I’m very pleased when we manage to build a relationship of trust with mums. It’s a joy to see them come back, at their ease and much less anxious than when they came for the first time. We don’t just weigh the babies: we build real relationships.

 

  • What qualities do you think a paediatric nurse needs?

You need to be able to listen and you need empathy and experience, particularly if you work outside a hospital setting. In a hospital, there are always other people around you, but at the centre you’re often dealing with families by yourself: you need to be able to step back and draw on your experience to advise them properly.

 

  • If you have children, did becoming a mother change how you approach your job?

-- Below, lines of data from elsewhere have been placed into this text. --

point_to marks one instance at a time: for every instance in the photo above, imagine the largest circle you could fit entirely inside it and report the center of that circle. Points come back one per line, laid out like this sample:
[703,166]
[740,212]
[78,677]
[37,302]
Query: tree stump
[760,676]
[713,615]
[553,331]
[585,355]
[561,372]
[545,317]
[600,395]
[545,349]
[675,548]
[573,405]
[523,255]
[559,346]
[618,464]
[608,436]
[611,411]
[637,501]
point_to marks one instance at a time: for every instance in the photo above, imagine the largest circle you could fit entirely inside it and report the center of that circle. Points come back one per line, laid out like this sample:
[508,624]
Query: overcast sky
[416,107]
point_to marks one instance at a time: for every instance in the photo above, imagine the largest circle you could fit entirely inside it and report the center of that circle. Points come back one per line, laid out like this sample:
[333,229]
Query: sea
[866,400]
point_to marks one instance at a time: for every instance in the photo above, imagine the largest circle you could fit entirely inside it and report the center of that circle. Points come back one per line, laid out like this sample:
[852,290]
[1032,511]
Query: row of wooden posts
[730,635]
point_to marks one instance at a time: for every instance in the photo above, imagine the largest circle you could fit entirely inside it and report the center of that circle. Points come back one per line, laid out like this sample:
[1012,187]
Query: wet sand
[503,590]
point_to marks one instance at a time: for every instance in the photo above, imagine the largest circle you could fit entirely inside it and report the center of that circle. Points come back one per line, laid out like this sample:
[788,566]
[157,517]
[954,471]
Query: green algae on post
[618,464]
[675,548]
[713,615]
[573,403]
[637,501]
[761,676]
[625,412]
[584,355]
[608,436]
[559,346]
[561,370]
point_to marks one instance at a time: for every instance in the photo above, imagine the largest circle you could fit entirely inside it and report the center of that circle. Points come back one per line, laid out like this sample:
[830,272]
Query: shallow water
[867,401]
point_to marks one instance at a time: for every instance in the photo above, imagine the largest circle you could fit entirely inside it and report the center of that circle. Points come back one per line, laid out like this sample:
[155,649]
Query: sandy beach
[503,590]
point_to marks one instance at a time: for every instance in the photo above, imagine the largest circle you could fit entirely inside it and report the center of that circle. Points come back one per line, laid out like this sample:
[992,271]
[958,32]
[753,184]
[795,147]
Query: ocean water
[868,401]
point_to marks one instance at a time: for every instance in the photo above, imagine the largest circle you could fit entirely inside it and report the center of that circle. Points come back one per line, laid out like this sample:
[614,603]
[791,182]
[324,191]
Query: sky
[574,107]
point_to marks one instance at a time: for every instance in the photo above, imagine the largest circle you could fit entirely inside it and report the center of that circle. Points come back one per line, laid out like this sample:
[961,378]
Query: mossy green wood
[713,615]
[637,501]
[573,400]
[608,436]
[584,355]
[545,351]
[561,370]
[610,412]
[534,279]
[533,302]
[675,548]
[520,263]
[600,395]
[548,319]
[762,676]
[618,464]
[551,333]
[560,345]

I have two children and they have certainly influenced my practice! When I had them, I was still a nurse rather than a paediatric nurse. I think having children contributed to the fact that I wanted to specialieau du robinetse. When you become a mother, you start to look at things differently: you put yourself in the shoes of the mum you are talking to. When you’ve experienced the exhaustion of giving birth, you understand that the mum sitting opposite you isn’t exaggerating: she really is very tired because she has just had a baby. It’s more difficult to be empathetic if you haven’t experienced it. I think you need to be a mother to do this job. It isn’t essential, but it helps a lot.

 

  • What skin conditions do you see in babies most frequently?

We often see babies’ skin peel a little after birth, so we use moisturizers on them. Maternity units often suggest massaging liniment all over their body but it’s a mistake: the pH is only right for use on their bottoms.

We also see a lot of babies with newborn acne. Mums want a solution and they want to know if it’s serious – which it isn’t, so that reassures them. Then they ask what they can do to improve the condition of their baby’s skin. I advise them to wash the baby’s face in mineral water rather than tap water, which is very hard, or with very simple, fragrance-free micellar water. Unfortunately I don’t have a treatment for little spots.

 

  • Which are your favourite Mustela products to use in your day-to-day practice?

Mums love the massage oil, with the little leaflet explaining how to massage their baby. I also like Stelatopia creams: they’re effective and parents like them.